The response time at which services are delivered to an end user is one of the most important considerations for your business says David Flower, VP EMEA Gomez. He looks at service level agreements and the principles on how to measure performance in the cloud.

As tempting as its costs savings and scalability may be, the risks of the cloud are now coming to light. Availability and security concerns have dominated this discussion but the performance of the cloud - the response time or speed at which services are delivered to an end-user - may be one of the most important risks to your business.

With broadband at critical mass, and with connection speeds continually increasing, all customers, B2B and B2C, now expect Google.com or Amazon.com-like response times. But should we expect that Amazon’s EC2 service delivers the same speedy performance one experiences when shopping at Amazon.com?

Many small businesses are now jumping on cloud services. However the CIO or CTO or a large complex infrastructure has a much longer check-list of performance considerations. Big or small you require assurances that your cloud provider will deliver the service your business needs. But do the service level agreements (SLAs) offered today by cloud providers meet your expectations for accountability and guarantees?

Levels of cloud services

The cloud promises computing as a utility: off-premises, on-demand, easily scalable (elastic) and paying only for what you use.

Infrastructure as a Service (Iaas) - this is typically a server and storage connected to the internet - a blank page on which to build the underlying platform and every element and application requirement in your infrastructure. Examples include Amazon EC2, Mosso and 3Tera.

Platform as a Service (Paas) - here the underlying platform is abstracted out and you’re given an on-demand solution stack, a development environment on which to build your necessary applications.

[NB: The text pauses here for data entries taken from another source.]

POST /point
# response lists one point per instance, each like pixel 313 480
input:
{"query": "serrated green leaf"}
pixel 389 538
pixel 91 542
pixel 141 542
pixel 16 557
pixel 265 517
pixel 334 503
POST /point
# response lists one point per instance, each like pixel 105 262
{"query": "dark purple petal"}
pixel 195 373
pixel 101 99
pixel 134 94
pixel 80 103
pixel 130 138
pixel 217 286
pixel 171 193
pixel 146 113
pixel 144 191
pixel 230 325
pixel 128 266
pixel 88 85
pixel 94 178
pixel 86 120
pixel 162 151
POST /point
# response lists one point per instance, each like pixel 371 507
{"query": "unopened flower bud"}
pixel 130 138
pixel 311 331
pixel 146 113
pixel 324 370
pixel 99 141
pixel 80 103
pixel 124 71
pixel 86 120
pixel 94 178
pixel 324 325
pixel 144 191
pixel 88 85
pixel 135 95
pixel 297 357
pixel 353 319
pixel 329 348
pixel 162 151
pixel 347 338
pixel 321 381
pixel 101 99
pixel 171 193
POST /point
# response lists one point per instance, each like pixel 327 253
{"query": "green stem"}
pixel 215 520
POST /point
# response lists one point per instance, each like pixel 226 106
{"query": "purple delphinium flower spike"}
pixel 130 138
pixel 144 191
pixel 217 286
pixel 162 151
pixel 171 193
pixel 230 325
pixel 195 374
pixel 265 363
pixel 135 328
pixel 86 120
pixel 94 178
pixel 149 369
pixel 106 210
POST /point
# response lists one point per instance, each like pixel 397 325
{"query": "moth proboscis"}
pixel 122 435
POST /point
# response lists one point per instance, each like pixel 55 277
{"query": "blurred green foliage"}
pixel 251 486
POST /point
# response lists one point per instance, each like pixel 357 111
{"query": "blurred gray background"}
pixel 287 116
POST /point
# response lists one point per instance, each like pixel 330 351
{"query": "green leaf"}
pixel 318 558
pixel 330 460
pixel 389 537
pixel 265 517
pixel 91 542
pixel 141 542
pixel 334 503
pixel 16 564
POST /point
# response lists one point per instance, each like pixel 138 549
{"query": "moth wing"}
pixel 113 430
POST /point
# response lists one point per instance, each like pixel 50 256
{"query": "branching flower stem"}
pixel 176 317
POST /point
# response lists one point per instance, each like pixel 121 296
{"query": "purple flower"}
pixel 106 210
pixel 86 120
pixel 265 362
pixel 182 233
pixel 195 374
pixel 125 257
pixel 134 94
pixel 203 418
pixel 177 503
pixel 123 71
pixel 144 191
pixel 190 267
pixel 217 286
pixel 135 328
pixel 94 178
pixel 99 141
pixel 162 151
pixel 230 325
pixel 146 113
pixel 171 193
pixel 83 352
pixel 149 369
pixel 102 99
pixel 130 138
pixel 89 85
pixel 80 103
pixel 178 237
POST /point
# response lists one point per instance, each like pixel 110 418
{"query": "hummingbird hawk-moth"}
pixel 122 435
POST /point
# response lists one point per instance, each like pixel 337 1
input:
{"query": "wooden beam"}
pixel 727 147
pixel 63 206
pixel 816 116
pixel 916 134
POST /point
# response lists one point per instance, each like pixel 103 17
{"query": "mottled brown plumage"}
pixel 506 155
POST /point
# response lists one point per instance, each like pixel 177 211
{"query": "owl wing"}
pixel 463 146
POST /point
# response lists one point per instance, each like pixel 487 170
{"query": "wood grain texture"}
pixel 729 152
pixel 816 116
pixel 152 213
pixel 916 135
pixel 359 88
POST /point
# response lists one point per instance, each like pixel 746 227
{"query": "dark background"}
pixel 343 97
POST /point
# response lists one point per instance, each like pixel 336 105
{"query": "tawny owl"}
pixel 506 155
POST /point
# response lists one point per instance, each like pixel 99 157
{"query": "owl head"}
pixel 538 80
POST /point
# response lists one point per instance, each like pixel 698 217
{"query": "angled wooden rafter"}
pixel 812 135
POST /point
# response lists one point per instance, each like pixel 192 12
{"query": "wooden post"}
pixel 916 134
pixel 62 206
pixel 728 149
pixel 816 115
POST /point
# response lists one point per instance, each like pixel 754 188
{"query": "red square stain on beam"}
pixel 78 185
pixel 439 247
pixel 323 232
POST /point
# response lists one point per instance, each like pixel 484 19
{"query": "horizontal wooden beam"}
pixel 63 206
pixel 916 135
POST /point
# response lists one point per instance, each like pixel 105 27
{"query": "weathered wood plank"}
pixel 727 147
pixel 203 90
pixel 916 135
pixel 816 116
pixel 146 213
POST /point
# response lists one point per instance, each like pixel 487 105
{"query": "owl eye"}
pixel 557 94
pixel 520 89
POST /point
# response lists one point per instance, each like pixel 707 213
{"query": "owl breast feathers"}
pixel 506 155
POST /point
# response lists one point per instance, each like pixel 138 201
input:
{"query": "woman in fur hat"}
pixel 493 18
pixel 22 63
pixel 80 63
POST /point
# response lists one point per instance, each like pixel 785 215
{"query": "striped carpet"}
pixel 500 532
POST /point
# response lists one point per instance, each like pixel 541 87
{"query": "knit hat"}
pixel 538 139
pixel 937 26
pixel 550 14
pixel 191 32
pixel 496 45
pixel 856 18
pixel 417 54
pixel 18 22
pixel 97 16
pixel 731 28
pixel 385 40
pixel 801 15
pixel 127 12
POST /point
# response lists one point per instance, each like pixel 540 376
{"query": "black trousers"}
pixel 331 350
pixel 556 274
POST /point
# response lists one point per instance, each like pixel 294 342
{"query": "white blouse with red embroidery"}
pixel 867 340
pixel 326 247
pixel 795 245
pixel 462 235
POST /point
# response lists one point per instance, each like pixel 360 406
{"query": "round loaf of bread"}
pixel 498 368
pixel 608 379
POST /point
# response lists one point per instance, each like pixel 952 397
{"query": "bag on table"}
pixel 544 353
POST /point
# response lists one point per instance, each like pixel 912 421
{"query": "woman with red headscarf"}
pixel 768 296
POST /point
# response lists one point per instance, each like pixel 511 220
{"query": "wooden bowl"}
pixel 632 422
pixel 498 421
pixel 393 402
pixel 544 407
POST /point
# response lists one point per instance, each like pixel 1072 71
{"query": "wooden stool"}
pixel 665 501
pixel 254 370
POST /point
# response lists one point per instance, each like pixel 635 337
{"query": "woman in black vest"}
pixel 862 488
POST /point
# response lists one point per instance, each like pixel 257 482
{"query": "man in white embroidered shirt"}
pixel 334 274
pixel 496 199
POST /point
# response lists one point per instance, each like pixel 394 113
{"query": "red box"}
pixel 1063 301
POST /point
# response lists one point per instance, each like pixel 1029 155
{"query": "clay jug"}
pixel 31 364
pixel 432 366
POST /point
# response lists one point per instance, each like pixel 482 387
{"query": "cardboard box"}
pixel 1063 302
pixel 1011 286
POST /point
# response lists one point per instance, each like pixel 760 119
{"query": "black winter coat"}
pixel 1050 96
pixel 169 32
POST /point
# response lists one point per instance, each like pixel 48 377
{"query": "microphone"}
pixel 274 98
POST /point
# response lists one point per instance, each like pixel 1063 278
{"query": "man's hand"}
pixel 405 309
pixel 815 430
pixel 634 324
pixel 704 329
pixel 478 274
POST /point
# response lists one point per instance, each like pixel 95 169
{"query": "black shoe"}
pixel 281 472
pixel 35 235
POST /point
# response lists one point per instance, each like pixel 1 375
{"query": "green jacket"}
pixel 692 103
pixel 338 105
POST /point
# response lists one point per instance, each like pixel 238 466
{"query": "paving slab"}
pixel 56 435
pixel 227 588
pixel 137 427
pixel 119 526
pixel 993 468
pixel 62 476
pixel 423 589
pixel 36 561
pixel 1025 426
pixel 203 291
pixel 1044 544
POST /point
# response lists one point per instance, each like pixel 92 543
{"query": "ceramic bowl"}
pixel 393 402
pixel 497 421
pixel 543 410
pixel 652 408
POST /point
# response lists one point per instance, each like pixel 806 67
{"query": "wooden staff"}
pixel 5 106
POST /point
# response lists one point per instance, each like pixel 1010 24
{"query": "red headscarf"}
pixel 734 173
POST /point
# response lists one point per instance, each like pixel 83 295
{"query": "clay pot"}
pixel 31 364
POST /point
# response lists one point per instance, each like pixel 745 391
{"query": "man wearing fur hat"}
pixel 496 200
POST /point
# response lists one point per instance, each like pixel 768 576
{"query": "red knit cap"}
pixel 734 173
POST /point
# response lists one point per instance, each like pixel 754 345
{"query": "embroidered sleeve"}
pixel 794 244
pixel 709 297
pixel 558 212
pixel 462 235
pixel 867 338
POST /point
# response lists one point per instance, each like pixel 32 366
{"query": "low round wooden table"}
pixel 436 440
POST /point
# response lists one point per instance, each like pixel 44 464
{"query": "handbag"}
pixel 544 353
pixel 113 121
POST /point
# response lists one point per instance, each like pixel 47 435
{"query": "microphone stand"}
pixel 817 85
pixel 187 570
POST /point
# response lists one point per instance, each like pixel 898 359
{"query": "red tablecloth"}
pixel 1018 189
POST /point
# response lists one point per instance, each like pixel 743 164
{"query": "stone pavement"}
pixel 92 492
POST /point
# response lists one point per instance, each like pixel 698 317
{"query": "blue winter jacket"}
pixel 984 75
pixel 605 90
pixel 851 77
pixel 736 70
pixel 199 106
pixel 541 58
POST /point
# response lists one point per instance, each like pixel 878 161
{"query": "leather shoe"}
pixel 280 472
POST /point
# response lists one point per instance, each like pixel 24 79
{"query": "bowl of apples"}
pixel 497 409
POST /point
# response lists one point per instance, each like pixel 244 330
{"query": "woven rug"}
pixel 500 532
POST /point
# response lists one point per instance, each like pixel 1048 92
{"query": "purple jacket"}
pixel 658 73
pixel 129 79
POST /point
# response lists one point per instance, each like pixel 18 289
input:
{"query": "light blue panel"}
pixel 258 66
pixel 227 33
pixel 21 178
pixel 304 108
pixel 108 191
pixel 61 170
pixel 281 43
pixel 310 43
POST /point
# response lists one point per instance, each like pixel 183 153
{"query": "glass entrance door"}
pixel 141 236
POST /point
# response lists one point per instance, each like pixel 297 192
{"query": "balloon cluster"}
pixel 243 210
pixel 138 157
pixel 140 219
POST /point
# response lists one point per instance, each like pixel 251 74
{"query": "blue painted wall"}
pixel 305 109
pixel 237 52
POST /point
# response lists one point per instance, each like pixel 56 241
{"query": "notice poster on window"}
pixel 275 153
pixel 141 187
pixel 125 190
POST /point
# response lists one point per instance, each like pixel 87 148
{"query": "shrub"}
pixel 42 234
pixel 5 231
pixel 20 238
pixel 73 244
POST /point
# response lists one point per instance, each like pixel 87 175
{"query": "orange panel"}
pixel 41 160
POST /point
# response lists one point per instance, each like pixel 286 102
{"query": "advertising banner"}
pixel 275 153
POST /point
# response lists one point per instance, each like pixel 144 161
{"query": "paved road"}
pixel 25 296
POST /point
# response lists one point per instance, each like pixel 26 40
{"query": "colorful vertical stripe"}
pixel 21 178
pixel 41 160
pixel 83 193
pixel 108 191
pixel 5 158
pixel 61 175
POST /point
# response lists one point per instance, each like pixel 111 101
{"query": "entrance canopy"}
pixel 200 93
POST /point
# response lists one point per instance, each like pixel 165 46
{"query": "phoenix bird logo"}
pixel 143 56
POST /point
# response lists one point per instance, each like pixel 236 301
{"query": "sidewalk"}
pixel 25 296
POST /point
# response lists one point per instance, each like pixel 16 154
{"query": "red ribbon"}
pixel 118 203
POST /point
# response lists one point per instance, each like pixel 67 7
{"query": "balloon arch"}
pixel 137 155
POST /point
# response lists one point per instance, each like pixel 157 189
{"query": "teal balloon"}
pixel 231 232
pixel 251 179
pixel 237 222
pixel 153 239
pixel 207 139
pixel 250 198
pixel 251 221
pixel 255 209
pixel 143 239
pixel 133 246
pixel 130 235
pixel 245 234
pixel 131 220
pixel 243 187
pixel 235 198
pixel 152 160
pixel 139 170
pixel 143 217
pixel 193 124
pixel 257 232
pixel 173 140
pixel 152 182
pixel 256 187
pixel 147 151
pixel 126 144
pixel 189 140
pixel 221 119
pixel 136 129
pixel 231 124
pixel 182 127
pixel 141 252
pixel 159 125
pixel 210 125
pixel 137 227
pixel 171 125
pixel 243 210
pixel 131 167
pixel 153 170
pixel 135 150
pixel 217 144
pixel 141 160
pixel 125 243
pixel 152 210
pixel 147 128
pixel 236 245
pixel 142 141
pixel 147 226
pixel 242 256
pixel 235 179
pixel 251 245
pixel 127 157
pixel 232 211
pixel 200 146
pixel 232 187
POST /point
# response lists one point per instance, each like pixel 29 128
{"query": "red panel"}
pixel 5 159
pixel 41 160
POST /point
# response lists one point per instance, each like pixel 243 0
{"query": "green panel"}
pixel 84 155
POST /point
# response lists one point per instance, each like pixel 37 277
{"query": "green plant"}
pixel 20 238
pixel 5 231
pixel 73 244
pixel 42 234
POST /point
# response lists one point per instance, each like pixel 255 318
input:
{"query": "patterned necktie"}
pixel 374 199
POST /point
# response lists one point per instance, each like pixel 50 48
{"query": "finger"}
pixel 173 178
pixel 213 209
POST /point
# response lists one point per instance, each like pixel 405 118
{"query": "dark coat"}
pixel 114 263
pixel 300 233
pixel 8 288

Examples include Google App Engine and Force.com from Salesforce.

Software as a Service (SaaS) - this is the most mature of the cloud options, providing turnkey applications on-demand, usually accessible from a web browser. Examples include SAP, Zoho and Gomez.

Many cloud SLAs promise 99.99 per cent uptime. But what does that mean to your business? Does availability mean that the server is running or that applications are performing to your specifications? Is availability measured from within the cloud’s firewall or from end users’ actual devices?

CIOs need to ensure that a cloud SLA addresses the company’s specific business needs. This means that every service in the delivery chain has to have someone responsible and accountable for it - just as they would in a non-cloud infrastructure with its detailed service level objectives (SLOs) from internal teams and SLAs from outside vendors.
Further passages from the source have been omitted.